• Post Reply Bookmark Topic Watch Topic
  • New Topic

java.io.UTFDataFormatException: malformed input around byte 0  RSS feed

 
Praveen Babu
Ranch Hand
Posts: 138
  • Mark post as helpful
  • send pies
  • Quote
  • Report post to moderator
Hello,

I am having trouble running the below program with strings more than 127 characters.
I am getting the following exception when the strings are more than 127 chars :

java.io.UTFDataFormatException: malformed input around byte 0
at java.io.DataInputStream.readUTF(DataInputStream.java:639)
at java.io.DataInputStream.readUTF(DataInputStream.java:547)
at com.TestMalformedInput.unpackString(TestMalformedInput.java:61)
at com.TestMalformedInput.main(TestMalformedInput.java:20)
An exception during unpacking

After analyzing the code found that the issue is because of conversion from bytes to string and vice versa.
I can run this program successfully when i convert the string arguments to byte[]. See the uncommented lines.
The biggest problem here is that i receive the variable in as string data type and i cannot change the method signature.
Could someone guide me on how to solve this issue.
Thank you in advance.

 
Paul Clapham
Sheriff
Posts: 22185
38
Eclipse IDE Firefox Browser MySQL Database
  • Mark post as helpful
  • send pies
  • Quote
  • Report post to moderator
I don't understand the point of that code. To me it seems like a waste of typing, but maybe there's something there which I don't understand.

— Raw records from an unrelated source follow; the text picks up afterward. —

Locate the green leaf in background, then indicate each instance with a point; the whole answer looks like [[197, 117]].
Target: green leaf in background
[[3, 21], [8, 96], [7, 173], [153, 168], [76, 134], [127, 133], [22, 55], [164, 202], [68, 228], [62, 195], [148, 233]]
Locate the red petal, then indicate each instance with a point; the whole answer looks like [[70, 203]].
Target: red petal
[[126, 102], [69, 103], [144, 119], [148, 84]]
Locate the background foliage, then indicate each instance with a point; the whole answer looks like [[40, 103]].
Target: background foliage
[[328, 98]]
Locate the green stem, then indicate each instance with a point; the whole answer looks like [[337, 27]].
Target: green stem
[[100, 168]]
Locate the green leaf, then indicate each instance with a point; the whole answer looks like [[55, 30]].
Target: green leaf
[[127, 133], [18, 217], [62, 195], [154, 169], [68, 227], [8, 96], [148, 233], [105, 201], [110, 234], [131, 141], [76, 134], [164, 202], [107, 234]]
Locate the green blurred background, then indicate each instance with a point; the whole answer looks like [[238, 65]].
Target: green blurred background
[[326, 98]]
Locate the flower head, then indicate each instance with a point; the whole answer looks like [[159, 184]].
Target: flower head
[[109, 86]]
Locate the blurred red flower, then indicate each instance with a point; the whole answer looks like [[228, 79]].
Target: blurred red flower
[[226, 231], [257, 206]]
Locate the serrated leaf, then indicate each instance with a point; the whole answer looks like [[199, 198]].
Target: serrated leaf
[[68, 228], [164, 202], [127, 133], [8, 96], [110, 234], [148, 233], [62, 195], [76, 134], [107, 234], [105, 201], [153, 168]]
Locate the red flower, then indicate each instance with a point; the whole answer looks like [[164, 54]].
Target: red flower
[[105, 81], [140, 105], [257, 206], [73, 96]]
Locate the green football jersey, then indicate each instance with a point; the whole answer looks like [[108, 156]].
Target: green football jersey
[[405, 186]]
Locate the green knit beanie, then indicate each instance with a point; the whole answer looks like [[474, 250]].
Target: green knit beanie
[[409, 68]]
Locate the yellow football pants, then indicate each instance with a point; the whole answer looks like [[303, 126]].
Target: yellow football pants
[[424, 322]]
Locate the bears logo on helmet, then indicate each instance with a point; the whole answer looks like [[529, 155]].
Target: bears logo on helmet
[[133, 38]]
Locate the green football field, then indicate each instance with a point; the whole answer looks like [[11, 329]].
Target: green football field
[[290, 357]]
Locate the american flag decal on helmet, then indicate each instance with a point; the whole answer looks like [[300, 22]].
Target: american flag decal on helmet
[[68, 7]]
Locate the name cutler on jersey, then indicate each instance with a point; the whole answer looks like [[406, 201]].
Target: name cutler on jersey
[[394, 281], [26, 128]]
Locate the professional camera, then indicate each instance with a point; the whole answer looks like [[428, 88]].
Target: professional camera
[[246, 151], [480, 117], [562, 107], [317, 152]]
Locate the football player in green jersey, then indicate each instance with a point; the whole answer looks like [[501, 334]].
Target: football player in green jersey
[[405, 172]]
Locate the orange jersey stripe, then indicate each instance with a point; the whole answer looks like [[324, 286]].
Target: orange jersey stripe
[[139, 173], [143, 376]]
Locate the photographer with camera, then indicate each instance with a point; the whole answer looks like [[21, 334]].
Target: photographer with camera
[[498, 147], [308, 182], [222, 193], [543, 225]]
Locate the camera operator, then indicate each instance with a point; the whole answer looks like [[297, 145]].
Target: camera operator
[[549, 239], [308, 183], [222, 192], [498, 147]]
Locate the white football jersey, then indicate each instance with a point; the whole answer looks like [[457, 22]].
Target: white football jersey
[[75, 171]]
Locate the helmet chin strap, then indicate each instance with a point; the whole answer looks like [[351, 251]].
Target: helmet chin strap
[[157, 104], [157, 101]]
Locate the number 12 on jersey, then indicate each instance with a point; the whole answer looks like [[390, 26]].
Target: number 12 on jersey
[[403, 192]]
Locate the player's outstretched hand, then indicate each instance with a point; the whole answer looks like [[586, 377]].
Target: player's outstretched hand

You have a method called "packString" which writes String data in UTF-8 format to an array of bytes and then converts those bytes back to a String using some unknown encoding (your system's default charset, whatever that is). Converting binary bytes to a String is rarely a good idea, as String is not meant to be a container for arbitrary bytes. In the best case your system's default charset would be UTF-8, in which case packString would just give you back your original String. In other cases you get a mangled version of your original String.

And then you have "unpackString" which takes a String, converts it to bytes using that same unknown encoding, and then tries to read those bytes assuming they were encoded in UTF-8. But since you get that error message, that means they weren't encoded in UTF-8.

You can make the error message go away by specifying the UTF-8 encoding in your toString() and getBytes() method, but since that results in packString() returning the original String, there doesn't seem to be any point in that. But as I said, there's a good chance I don't understand what that code is supposed to be for.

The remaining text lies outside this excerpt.